By Sharna Johnson: CNJ staff writer
Talk of whether or not to add 10 new detention officer positions for the jail Tuesday turned to discussion of how the county should manage the facility.
Commissioner Dan Stoddard said he believes the county should cease looking for an administrator and Sheriff Matt Murray should stay in command until the jail is accredited, a process which could take a couple of years.
In the meantime, the administrator salary, budgeted at $85,000, can be put towards hiring 10 new detention officers, he said.
“The jail is one of the most important issues in Clovis and Curry County right now and we need to act swiftly,” he said.
He said the county’s approach to the issue is obviously not working, evidenced by turnover in administrators and the other issues the jail has faced.
“We keep doing the same thing and we’re getting worse results.”
Sheriff Matt Murray took command of the jail Feb. 21.
The jail has been without an administrator more than nine months, since County Manager Lance Pyle fired Lois Bean in September.
Pyle told the commission he is working toward hiring an administrator and command staff. Pyle said he hopes to have the positions filled in time to participate in the June 2 kick-off of a new, statewide jail accreditation program being proffered by the New Mexico Association of Counties.
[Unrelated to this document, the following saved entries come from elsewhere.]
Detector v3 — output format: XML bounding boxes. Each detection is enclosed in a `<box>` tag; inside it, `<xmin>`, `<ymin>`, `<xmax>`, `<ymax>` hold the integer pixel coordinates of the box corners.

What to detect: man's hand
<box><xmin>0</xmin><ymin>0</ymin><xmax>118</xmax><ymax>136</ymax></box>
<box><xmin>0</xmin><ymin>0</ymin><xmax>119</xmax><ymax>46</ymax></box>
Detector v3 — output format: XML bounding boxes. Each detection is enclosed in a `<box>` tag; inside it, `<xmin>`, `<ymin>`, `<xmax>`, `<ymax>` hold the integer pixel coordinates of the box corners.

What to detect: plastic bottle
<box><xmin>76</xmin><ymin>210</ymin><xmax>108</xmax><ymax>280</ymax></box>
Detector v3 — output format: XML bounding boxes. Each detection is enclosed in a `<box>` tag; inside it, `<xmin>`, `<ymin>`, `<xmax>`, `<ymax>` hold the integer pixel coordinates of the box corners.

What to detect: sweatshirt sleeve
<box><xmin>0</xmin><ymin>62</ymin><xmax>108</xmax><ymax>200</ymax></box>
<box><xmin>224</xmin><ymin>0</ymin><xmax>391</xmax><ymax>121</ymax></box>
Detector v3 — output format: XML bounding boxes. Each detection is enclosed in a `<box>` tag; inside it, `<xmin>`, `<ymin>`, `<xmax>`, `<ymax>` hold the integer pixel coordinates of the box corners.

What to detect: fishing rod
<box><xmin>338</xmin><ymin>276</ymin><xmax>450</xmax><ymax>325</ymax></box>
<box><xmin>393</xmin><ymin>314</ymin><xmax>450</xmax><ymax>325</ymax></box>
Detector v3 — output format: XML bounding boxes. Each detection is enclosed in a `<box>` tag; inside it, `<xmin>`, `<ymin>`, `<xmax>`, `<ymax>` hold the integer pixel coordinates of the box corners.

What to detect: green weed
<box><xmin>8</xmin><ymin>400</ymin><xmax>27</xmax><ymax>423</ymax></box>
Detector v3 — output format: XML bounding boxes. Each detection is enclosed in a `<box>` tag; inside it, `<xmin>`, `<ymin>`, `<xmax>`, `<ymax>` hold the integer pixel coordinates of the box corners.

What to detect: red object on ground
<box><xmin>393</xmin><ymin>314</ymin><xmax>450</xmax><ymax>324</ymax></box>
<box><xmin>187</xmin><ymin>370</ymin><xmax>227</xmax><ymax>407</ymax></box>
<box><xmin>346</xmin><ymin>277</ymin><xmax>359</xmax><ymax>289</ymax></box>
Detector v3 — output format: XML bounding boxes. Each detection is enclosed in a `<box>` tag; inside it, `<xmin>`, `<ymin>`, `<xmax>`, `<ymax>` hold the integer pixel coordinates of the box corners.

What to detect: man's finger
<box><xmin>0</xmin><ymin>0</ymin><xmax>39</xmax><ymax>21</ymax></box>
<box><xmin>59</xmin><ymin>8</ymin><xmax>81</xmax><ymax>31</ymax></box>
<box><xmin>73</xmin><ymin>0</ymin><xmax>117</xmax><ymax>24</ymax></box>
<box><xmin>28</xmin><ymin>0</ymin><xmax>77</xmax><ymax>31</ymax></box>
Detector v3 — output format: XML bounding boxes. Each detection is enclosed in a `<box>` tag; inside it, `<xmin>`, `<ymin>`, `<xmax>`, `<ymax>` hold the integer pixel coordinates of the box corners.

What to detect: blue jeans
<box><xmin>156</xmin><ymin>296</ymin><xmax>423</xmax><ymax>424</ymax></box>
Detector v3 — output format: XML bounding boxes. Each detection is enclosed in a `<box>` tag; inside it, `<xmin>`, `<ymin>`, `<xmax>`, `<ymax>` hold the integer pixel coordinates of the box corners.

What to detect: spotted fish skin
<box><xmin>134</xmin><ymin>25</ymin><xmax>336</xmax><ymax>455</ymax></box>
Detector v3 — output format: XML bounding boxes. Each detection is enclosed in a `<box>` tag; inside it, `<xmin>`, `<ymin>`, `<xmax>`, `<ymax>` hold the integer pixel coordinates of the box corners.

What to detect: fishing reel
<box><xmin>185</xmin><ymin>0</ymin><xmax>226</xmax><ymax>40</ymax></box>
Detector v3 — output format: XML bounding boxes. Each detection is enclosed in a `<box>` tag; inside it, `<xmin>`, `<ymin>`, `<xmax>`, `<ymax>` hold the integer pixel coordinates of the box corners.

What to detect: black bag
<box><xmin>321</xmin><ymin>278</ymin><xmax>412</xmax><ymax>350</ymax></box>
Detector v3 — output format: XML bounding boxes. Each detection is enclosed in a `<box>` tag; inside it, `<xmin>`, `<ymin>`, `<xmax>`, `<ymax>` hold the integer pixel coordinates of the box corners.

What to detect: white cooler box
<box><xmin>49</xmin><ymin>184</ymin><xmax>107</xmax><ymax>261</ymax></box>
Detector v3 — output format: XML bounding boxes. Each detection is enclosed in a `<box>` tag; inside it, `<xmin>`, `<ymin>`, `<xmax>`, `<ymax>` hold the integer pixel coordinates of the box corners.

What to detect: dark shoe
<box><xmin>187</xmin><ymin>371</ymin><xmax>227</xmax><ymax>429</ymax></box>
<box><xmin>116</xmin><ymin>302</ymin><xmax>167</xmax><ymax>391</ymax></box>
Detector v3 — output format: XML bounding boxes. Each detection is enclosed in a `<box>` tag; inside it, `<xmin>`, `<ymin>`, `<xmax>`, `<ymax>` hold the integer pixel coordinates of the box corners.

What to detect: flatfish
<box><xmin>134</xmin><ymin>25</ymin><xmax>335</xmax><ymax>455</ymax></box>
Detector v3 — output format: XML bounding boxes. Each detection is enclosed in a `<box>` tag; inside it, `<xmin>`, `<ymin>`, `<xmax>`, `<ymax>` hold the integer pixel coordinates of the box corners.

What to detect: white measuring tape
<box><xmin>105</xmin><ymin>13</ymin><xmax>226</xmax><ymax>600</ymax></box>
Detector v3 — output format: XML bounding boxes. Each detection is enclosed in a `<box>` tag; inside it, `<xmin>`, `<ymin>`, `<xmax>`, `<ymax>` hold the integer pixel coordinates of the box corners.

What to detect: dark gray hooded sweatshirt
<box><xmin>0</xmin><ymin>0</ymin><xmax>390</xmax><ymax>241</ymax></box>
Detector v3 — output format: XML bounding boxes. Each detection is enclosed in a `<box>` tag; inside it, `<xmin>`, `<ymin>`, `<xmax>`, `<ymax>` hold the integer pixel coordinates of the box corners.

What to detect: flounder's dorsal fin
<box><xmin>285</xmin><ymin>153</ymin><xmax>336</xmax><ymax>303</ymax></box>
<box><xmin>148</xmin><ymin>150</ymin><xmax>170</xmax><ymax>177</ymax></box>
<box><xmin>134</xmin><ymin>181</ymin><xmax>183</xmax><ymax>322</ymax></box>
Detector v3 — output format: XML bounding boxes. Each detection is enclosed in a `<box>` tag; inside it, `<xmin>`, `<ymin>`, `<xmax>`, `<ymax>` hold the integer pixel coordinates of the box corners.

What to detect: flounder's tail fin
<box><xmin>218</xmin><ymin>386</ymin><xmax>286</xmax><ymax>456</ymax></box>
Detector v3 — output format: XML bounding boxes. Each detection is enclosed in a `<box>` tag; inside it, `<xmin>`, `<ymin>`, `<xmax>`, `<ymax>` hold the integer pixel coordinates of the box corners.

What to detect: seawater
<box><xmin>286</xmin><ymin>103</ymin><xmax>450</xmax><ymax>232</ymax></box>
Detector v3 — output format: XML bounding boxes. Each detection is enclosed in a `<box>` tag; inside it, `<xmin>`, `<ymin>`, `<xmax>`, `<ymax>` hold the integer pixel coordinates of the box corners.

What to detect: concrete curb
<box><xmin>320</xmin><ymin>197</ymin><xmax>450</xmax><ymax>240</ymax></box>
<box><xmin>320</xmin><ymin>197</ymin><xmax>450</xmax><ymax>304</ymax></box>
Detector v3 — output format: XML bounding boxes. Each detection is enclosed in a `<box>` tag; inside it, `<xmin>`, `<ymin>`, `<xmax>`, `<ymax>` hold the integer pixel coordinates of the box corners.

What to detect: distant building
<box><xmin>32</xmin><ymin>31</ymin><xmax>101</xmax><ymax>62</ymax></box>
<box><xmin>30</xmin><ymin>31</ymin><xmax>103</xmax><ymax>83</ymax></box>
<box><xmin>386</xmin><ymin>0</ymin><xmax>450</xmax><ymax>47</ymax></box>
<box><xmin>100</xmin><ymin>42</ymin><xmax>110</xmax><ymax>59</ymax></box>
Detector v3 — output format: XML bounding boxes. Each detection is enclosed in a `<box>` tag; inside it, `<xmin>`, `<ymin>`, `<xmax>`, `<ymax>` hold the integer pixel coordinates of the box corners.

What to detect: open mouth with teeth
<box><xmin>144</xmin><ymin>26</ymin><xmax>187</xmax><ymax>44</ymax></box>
“I would recommend by June 2 we either have the sheriff take it over or hire an administrator,” Pyle said, explaining he has two new candidates for administrator with detention experience.
Interim Administrator Kirk Roberts has also applied for the position.
Commissioner Frank Blackburn said he thought it was the wrong time to think about adding detention officers at the jail.
“I think a decision should be made about who will run the jail before we make any changes over there,” he said.
“I’ve been through seven of them (administrators) (and) everyone of them wants something different… I prefer to follow the manager’s recommendation. I would like to see what the new administrator has to say, whoever that may be.”
The proposed detention officer positions would allow the jail to go to 10-hour shifts which would create an overlap of staff, eliminating a lot of overtime and shortages when employees call in sick or don’t show up and would strengthen security and reduce stress on staff, Roberts told commissioners.
When asked by Stoddard if the 10 additional staff would increase morale among jail staff and help with retention issues, Roberts replied yes, explaining the instability is having a negative impact on staff.
“A major concern of the employees is what’s going to happen,” he said.